Question

(Tn) is an arithmetic sequence in which T3-T5=6, T4= 16 , find the (n)th term and find the order and the value of the first negative term in this sequence . Please help ​

Answer 1

Since
`T_n` is arithmetic, it's given recursively by

`T_n=T_(n-1)+c`

where
`c` is a fixed number and
`T_1` is the starting term in the sequence.

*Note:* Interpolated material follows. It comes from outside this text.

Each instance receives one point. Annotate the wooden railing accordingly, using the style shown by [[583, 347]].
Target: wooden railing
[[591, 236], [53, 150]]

We have

`T_n=T_(n-2)+2c`

`T_n=T_(n-3)+3c`

and so on, so that

`T_n=T_1+(n-1)c`

We're told that
`T_4=16`, so

`16=T_3+c`

and

`T_5=16+c`

so that

`T_3-T_5=(16-c)-(16+c)=-2c=6\implies c=-3`

Then the first term in the sequence is
`T_1`:

`T_4=T_1+3(-3)\implies T_1=25`

and the sequence has general formula

`T_n=25-3(n-1)\implies\boxed{T_n=28-3n}`

The first negative term occurs for

`28-3n<0\implies28<3n\implies n>\frac{28}3`

`\implies n=10`

The first negative term in the sequence is
`T_(10)=28-3\cdot10=\boxed{T_(10)=-2}`.